Anders is not the only person undergoing such a transformation. Rumors begin to emerge of other people suddenly turning dark-skinned as well. Soon there is no doubt: ever more people are waking up with a different skin color. Eventually there are almost no white people remaining, until finally, when Anders’s own father dies, we learn that he was the “last white man” of the book’s title. Whiteness has become a thing of the past.
A novel could hardly have been better timed than this one. Ironically, Hamid began thinking about the book some time ago, as he reflected on his own racial identity in the wake of the September 11 terrorist attacks. But after two years of pandemic and racial debate, The Last White Man serendipitously taps into the hottest topics of our current collective psyche. As racial transformations multiply, Hamid writes, some people tried to escape, “to find places unaffected, convinced the calamity was infectious.” But most could not simply leave, “so the general buzz was about progress towards discovering a way to undo the horror, but for every story of a miracle drug or concoction that made you white again, there were three or four of someone who had grown terribly sick from imbibing it, or had even died.” Hard not to hear echoes in that of debates over various quack treatments for coronavirus.
Race, however, is at the heart of the novel, which raises a number of important questions. To what extent do others see us in terms of our race? When Anders’s girlfriend Oona comes to visit him after his transformation, “it was as if she was seeing him for the first time, an unknown person, and she had to will herself to see Anders in him.” By the same token, to what extent do we understand ourselves in terms of our race?

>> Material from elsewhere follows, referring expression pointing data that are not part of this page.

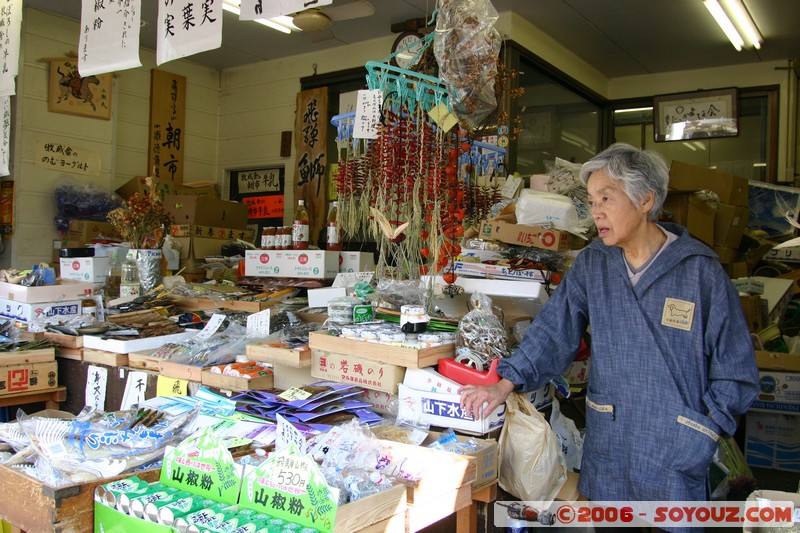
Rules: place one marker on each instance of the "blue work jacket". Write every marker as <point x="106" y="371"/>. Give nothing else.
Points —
<point x="672" y="365"/>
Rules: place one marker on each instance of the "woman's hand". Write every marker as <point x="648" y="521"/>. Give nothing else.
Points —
<point x="473" y="397"/>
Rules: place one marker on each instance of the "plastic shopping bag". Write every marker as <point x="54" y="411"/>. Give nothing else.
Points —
<point x="532" y="466"/>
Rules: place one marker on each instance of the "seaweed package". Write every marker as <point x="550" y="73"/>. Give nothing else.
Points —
<point x="481" y="336"/>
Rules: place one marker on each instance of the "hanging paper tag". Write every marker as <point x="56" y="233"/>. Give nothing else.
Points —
<point x="442" y="117"/>
<point x="368" y="114"/>
<point x="258" y="324"/>
<point x="293" y="393"/>
<point x="511" y="186"/>
<point x="288" y="434"/>
<point x="212" y="326"/>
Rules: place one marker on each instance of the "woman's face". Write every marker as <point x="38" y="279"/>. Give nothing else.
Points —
<point x="616" y="217"/>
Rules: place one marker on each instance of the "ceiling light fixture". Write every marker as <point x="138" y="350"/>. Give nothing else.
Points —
<point x="281" y="24"/>
<point x="735" y="10"/>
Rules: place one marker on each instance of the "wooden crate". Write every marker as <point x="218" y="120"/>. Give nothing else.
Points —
<point x="76" y="354"/>
<point x="384" y="511"/>
<point x="236" y="383"/>
<point x="383" y="353"/>
<point x="101" y="357"/>
<point x="179" y="371"/>
<point x="42" y="355"/>
<point x="67" y="341"/>
<point x="280" y="354"/>
<point x="45" y="509"/>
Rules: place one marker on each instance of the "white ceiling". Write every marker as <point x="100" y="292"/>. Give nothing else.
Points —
<point x="618" y="37"/>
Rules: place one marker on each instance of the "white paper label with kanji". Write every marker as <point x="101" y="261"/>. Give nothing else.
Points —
<point x="96" y="380"/>
<point x="368" y="114"/>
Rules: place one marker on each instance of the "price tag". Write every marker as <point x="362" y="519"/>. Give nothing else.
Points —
<point x="511" y="186"/>
<point x="288" y="434"/>
<point x="258" y="324"/>
<point x="368" y="114"/>
<point x="212" y="326"/>
<point x="293" y="393"/>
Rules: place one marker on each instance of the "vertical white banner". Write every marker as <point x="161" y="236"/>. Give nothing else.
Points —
<point x="135" y="389"/>
<point x="5" y="142"/>
<point x="187" y="27"/>
<point x="96" y="381"/>
<point x="10" y="27"/>
<point x="109" y="38"/>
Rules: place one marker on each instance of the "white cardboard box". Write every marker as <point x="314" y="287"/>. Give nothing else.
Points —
<point x="26" y="312"/>
<point x="87" y="269"/>
<point x="441" y="409"/>
<point x="312" y="264"/>
<point x="321" y="297"/>
<point x="135" y="345"/>
<point x="356" y="261"/>
<point x="66" y="290"/>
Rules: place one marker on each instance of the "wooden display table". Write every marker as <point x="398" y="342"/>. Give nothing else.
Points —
<point x="51" y="398"/>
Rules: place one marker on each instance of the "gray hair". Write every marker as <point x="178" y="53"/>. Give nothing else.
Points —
<point x="639" y="171"/>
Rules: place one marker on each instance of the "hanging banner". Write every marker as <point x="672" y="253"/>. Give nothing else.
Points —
<point x="311" y="141"/>
<point x="276" y="8"/>
<point x="187" y="27"/>
<point x="167" y="117"/>
<point x="11" y="24"/>
<point x="5" y="142"/>
<point x="109" y="39"/>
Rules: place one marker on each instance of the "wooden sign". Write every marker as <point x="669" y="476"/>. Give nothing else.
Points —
<point x="165" y="153"/>
<point x="311" y="141"/>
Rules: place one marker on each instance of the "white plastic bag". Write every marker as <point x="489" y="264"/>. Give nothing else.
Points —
<point x="568" y="436"/>
<point x="532" y="466"/>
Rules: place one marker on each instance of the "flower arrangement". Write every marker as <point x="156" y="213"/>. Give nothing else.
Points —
<point x="142" y="220"/>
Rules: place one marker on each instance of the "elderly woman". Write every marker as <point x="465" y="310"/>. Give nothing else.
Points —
<point x="672" y="361"/>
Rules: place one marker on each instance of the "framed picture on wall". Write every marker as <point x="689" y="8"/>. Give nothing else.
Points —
<point x="70" y="93"/>
<point x="696" y="115"/>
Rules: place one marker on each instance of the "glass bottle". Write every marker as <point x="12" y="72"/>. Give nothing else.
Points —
<point x="114" y="276"/>
<point x="333" y="233"/>
<point x="268" y="235"/>
<point x="129" y="281"/>
<point x="300" y="227"/>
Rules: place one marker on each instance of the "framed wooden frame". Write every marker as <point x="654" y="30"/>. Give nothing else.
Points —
<point x="538" y="127"/>
<point x="70" y="93"/>
<point x="696" y="115"/>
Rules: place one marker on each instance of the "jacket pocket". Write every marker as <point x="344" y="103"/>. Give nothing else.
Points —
<point x="600" y="417"/>
<point x="696" y="439"/>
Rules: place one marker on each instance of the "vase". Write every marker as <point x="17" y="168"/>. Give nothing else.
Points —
<point x="148" y="262"/>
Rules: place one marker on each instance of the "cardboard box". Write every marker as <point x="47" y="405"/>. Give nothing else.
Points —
<point x="483" y="270"/>
<point x="313" y="264"/>
<point x="194" y="230"/>
<point x="352" y="369"/>
<point x="534" y="236"/>
<point x="487" y="455"/>
<point x="138" y="184"/>
<point x="26" y="312"/>
<point x="83" y="231"/>
<point x="356" y="261"/>
<point x="321" y="297"/>
<point x="63" y="290"/>
<point x="199" y="210"/>
<point x="28" y="378"/>
<point x="772" y="440"/>
<point x="86" y="269"/>
<point x="693" y="213"/>
<point x="731" y="189"/>
<point x="441" y="409"/>
<point x="730" y="222"/>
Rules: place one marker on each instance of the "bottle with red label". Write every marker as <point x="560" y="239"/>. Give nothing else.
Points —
<point x="333" y="233"/>
<point x="300" y="227"/>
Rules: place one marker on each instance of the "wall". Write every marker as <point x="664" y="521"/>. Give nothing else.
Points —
<point x="120" y="142"/>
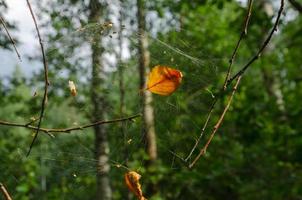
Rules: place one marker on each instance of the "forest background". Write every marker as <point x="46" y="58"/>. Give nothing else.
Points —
<point x="107" y="49"/>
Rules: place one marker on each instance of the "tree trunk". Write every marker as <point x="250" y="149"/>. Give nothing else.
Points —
<point x="144" y="60"/>
<point x="103" y="189"/>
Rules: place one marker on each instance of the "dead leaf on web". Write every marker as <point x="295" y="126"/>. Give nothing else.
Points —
<point x="72" y="88"/>
<point x="132" y="182"/>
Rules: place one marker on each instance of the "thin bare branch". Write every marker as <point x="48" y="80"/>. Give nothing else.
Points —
<point x="203" y="129"/>
<point x="217" y="125"/>
<point x="238" y="77"/>
<point x="296" y="5"/>
<point x="243" y="33"/>
<point x="223" y="89"/>
<point x="46" y="81"/>
<point x="263" y="46"/>
<point x="5" y="193"/>
<point x="70" y="129"/>
<point x="10" y="37"/>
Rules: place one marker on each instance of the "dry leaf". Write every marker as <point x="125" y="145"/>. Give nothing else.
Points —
<point x="132" y="182"/>
<point x="163" y="80"/>
<point x="72" y="88"/>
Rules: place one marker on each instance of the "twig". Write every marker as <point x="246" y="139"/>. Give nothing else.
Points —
<point x="238" y="77"/>
<point x="263" y="46"/>
<point x="217" y="125"/>
<point x="5" y="192"/>
<point x="296" y="5"/>
<point x="46" y="82"/>
<point x="68" y="130"/>
<point x="10" y="37"/>
<point x="243" y="33"/>
<point x="203" y="129"/>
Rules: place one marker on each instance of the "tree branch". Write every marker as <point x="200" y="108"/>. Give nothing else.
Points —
<point x="243" y="33"/>
<point x="263" y="46"/>
<point x="238" y="78"/>
<point x="217" y="125"/>
<point x="46" y="82"/>
<point x="70" y="129"/>
<point x="10" y="37"/>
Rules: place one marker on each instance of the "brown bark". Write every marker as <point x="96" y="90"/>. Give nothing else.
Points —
<point x="103" y="188"/>
<point x="144" y="61"/>
<point x="297" y="6"/>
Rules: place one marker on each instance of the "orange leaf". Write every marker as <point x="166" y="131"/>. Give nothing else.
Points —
<point x="72" y="88"/>
<point x="132" y="182"/>
<point x="163" y="80"/>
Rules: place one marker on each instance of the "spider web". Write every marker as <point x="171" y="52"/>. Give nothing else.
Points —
<point x="71" y="156"/>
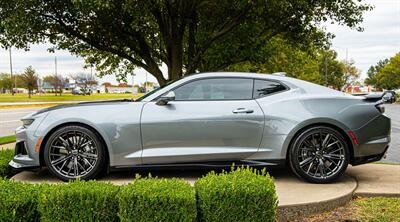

As Anders says to Oona in a later conversation, “he was not sure he was the same person, he had begun by feeling that under the surface it was still him, who else could it be, but it was not that simple, and the way people act around you, it changes what you are, who you are.” After his transformation, Anders unsurprisingly becomes aware of racial difference in new ways; for example, he for the first time begins to pay attention to the black custodian at the gym where he works, wondering why he has taken little notice of him in the past, and whether he himself is now invisible in similar ways.